HILCORP - HUERFANITO UNIT 98N

Natural Gas Extraction · NAICS 211130· HQ HUERFANO, NM

Last updated May 11, 2026

Located in San Juan County · New Mexico

Executive Summary

Hilcorp Energy Company operates the Huerfanito Unit 98N within the San Juan Basin of northwestern New Mexico under NAICS 211130 (Natural Gas Extraction). EPA ECHO aggregates tied to the two associated facility registry IDs (110046351372, 110046351461) show zero formal quarters with non-compliance flags over the trailing 24 months, alongside a derived five-year penalty allocation of $7.52 million apportioned to that same window [source: https://echo.epa.gov/files/echodownloads/echo_exporter.zip]. That figure traces directly to two federal actions that closed within six weeks of each other in late 2024. The first, announced October 17, 2024, was a Clean Air Act settlement with EPA and the Department of Justice covering New Mexico stationary-source operations [source: https://www.epa.gov/enforcement/hilcorp-energy-company-new-mexico-clean-air-act-stationary-source-settlement]. The second, filed November 21, 2024, was a Pennsylvania Clean Air Act consent decree carrying a $1.275 million civil penalty [source: https://www.epa.gov/enforcement/hilcorp-energy-company-pennsylvania-settlement-summary].

Hilcorp is privately held. No 10-K or 10-Q disclosures exist for independent reconciliation against EPA enforcement records — a structural gap that limits the depth of any financial cross-check. Hilcorp's corporate responsibility and environmental stewardship pages frame its legacy-asset thesis around extending production from previously developed fields to limit greenfield expansion [source: https://www.hilcorp.com/corporate-responsibility/] [source: https://www.hilcorp.com/corporate-responsibility/environmental-stewardship/]. That framing sits alongside a concrete capital commitment: San Juan Basin Royalty Trust disclosures dated February 20, 2026 describe a $14 million, 32-project capital plan for 2026, covering drilling and workovers in the basin where Huerfanito Unit 98N sits [source: https://www.prnewswire.com/news-releases/san-juan-basin-royalty-trust-announces-hilcorps-2026-capital-plan-302693218.html] [source: https://www.stocktitan.net/news/SJT/san-juan-basin-royalty-trust-announces-hilcorp-s-2026-capital-9bkvvdhfu3si.html]. This briefing reconciles those disclosures with federal enforcement records and the current litigation surface.

Penalty trajectory (recent 24 months)

$7.52M24mo

What they say vs what EPA shows

Hilcorp's corporate responsibility page states: 'Hilcorp is committed to the safe, responsible, and efficient operation and development of our properties' and frames legacy-asset operation as a way to 'limit the need for new greenfield development elsewhere as the energy transition unfolds' [source: https://www.hilcorp.com/corporate-responsibility/]. The environmental stewardship page adds that 'environmental responsibility is core to Hilcorp's strategy as we continue to expand operations and the life of legacy assets' [source: https://www.hilcorp.com/corporate-responsibility/environmental-stewardship/].

The federal enforcement record from the same period tells a specific story.
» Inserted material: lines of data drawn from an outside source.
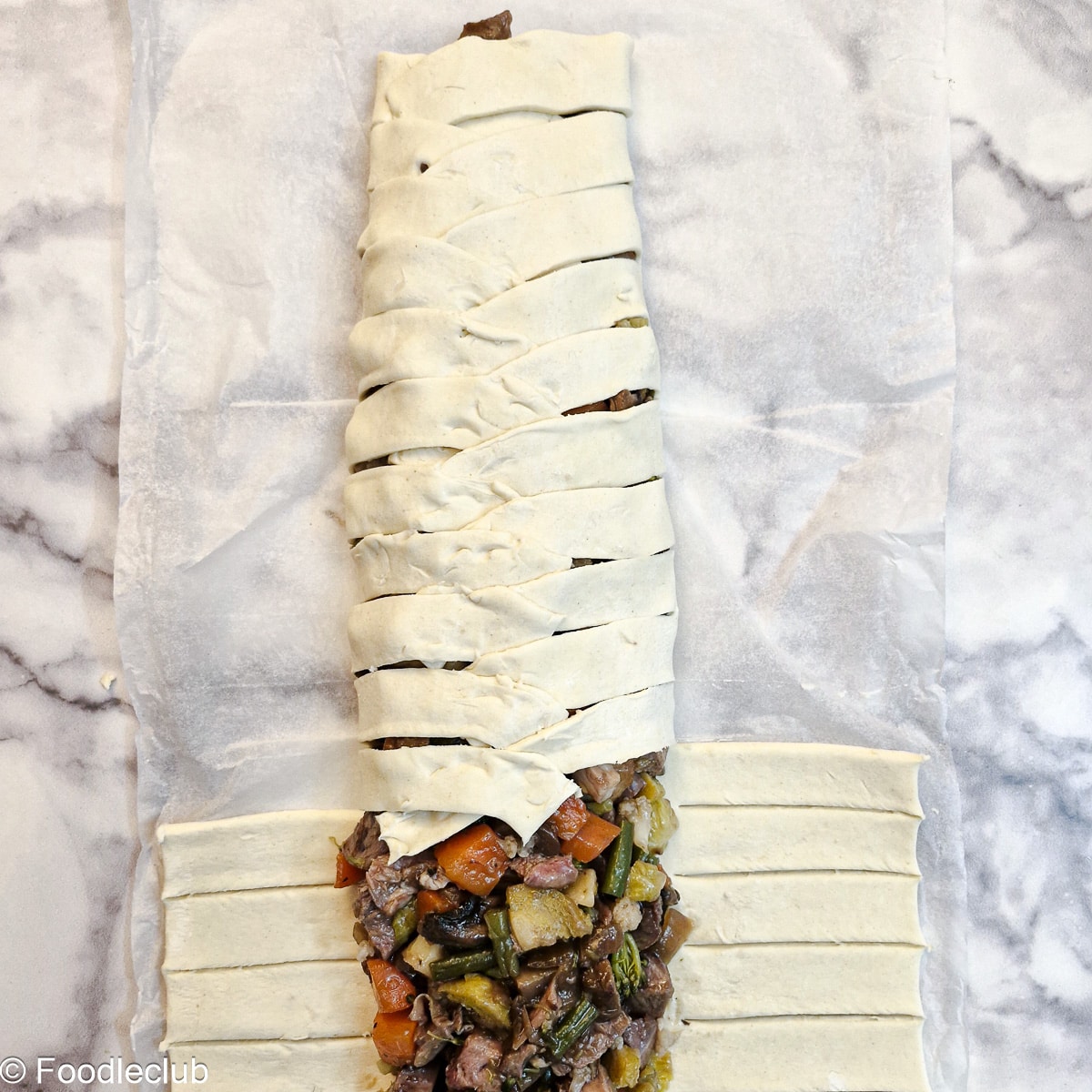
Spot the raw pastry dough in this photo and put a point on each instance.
(764, 840)
(276, 849)
(501, 290)
(801, 1054)
(727, 982)
(322, 1065)
(794, 774)
(749, 907)
(797, 865)
(272, 925)
(315, 999)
EPA records show a $1.275 million civil penalty for Clean Air Act violations in Pennsylvania, resolved November 21, 2024, with additional compliance-project costs required under the consent decree [source: https://www.epa.gov/enforcement/hilcorp-energy-company-pennsylvania-settlement-summary]. A separate Clean Air Act and New Mexico Air Quality Control Act settlement, announced October 17, 2024, addressed stationary-source violations at New Mexico operations [source: https://www.epa.gov/enforcement/hilcorp-energy-company-new-mexico-clean-air-act-stationary-source-settlement]. Both actions closed within six weeks of each other. The ECHO 24-month penalty allocation attached to the two Huerfanito Unit 98N facility registry IDs totals $7.52 million [source: https://echo.epa.gov/files/echodownloads/echo_exporter.zip]. NGO coverage from August 2025 further reports that Hilcorp's trade association engaged in advocacy related to federal methane emission penalties [source: https://biggaspolluters.org/polluter-of-the-month-hilcorp/].
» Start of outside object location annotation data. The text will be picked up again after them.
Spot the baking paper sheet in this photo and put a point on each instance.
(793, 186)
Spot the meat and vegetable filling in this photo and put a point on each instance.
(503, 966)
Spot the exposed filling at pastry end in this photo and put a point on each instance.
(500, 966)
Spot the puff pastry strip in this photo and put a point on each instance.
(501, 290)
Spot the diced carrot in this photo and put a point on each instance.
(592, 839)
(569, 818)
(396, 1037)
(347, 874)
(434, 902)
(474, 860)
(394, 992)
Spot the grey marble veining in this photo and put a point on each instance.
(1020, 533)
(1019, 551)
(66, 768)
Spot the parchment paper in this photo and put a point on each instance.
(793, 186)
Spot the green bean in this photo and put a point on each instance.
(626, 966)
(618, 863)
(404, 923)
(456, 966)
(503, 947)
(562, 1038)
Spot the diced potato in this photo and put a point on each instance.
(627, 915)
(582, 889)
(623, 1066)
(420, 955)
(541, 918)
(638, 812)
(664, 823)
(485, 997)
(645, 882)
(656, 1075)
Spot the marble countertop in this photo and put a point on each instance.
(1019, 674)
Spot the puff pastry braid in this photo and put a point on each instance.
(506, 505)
Because Hilcorp is privately held, no 10-K Item 1A or 10-Q environmental disclosure is available for reconciliation. The company's own public ESG surface is limited to the corporate responsibility and environmental stewardship pages cited above. The two federal CAA settlements reached within a six-week window in late 2024 are a factual record that readers can weigh against the stated commitment to 'safe, responsible, and efficient operation' without editorial framing. EPA enforcement documents remain the primary public dataset for that reconciliation [source: https://www.epa.gov/system/files/documents/2024-11/hilcorp-24-cv-1596-complaint.pdf].
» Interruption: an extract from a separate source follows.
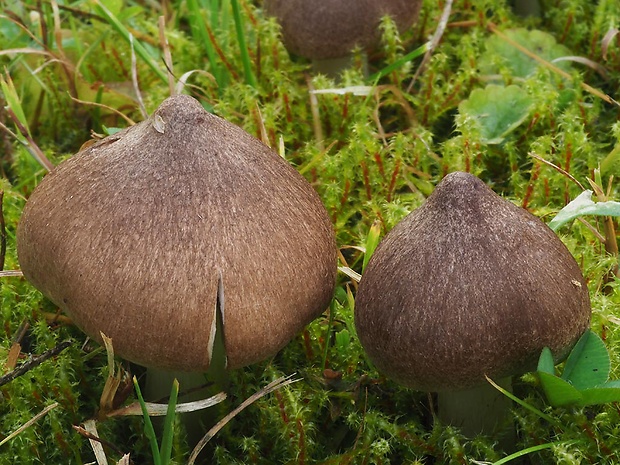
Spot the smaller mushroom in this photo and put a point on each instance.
(467, 286)
(326, 31)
Compliance Snapshot (24 months)

EPA-reported violations0
Aggregate penalties$7.52M
Active permits0
Latest permit on file
Latest inspection

Compliance Overview

The compliance record attached to Hilcorp's New Mexico upstream footprint is dominated by a single federal-state Clean Air Act resolution that closed in late 2024, with residual remediation activity at San Juan Basin wellsites tracked by the New Mexico Oil Conservation Division (OCD). EPA's facility-level aggregation returns zero formal quarters with non-compliance across the two Huerfanito Unit 98N registry IDs (110046351372, 110046351461). The $7.52 million 24-month penalty figure in the ECHO export is a pro-rata allocation from the broader five-year enforcement envelope attributable to Hilcorp Energy Company operations in New Mexico [source: https://echo.epa.gov/files/echodownloads/echo_exporter.zip].

The past 24 months break into three distinct phases. Phase one: on October 17, 2024, EPA and DOJ announced a settlement resolving Clean Air Act and New Mexico Air Quality Control Act violations at Hilcorp's oil and gas production operations across the state, requiring emissions controls and mitigation of past releases [source: https://www.epa.gov/enforcement/hilcorp-energy-company-new-mexico-clean-air-act-stationary-source-settlement]. Phase two came five weeks later. On November 21, 2024, the United States and the Commonwealth of Pennsylvania filed Case 2:24-cv-01596 in the Western District of Pennsylvania; Hilcorp agreed to a $1.275 million civil penalty plus compliance projects tied to Clean Air Act violations at western Pennsylvania oil and gas sites [source: https://www.epa.gov/enforcement/hilcorp-energy-company-pennsylvania-settlement-summary] [source: https://www.epa.gov/system/files/documents/2024-11/hilcorp-24-cv-1596-complaint.pdf]. Phase three runs through 2025 and into early 2026, when operational disclosures shifted to capital planning: Hilcorp's 2025 program spent $8.3 million on drilling and workovers in the San Juan Basin, followed by the $14 million, 32-project program announced for 2026 [source: https://www.stocktitan.net/news/SJT/san-juan-basin-royalty-trust-announces-hilcorp-s-2026-capital-9bkvvdhfu3si.html].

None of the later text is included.